Guest post by Ed McKeon of Soundfly’s Flypaper
Identity is back, big time. But did it ever go away?
From #BlackLivesMatter and anti-Imperialism to #MeToo, gender and sexual equality to expanded identity politics, issues of representation are in the foreground of not only the political sphere but the cultural world too. More significantly, the distinction between the political and the cultural has itself become blurry. The foundations of public monuments, flags and statues, the business interests of arts institutions’ board members, or their sponsorship deals, have all been challenged; and at times, uprooted.

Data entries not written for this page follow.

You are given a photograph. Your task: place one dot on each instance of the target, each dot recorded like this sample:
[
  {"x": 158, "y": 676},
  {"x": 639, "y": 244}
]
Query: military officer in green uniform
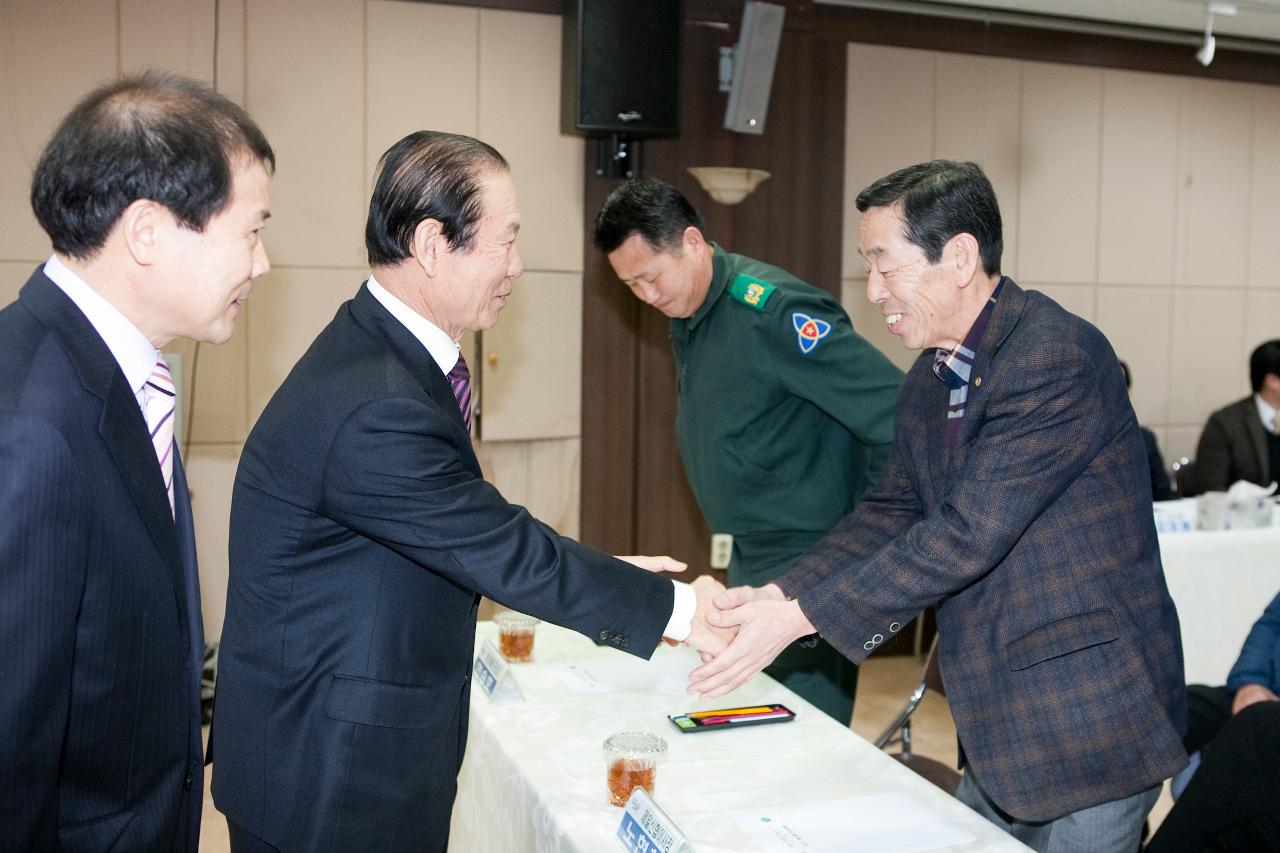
[{"x": 785, "y": 414}]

Nor is music exempt. If Mount Rushmore makes white colonial power sacred, especially looking out over Native American land, what about “The Star-Spangled Banner” with its lyrics written by slave owner and anti-abolitionist Francis Scott Key?
As a Brit myself, I know that “God Save the Queen” and “Rule, Britannia!” are equally problematic. Perhaps one of the first acts of would-be President Kanye West will be to write a new American anthem?
The overlap of politics and culture speaks loud and clear when a rapper and fashion icon aims to replace a reality TV show branding mogul as the world’s most powerful man. Culture writer Sara Cascone suggests that West’s mid-term closeness to Donald Trump is reminiscent of a performance art piece by Joseph Beuys in which Beuys spent three days locked in a cage with a coyote, a symbol of the wild American spirit.
The political battles of how we want to live and what we want to become are increasingly fought on the cultural terrain of who the “we” is, and how “we” might understand our place in the world. For those compelled to ask this question, those who don’t see themselves recognized in the rhetorical “we,” it’s clear that for elites some people are more American, more righteous, more civilized, more deserving, more…”human” than others.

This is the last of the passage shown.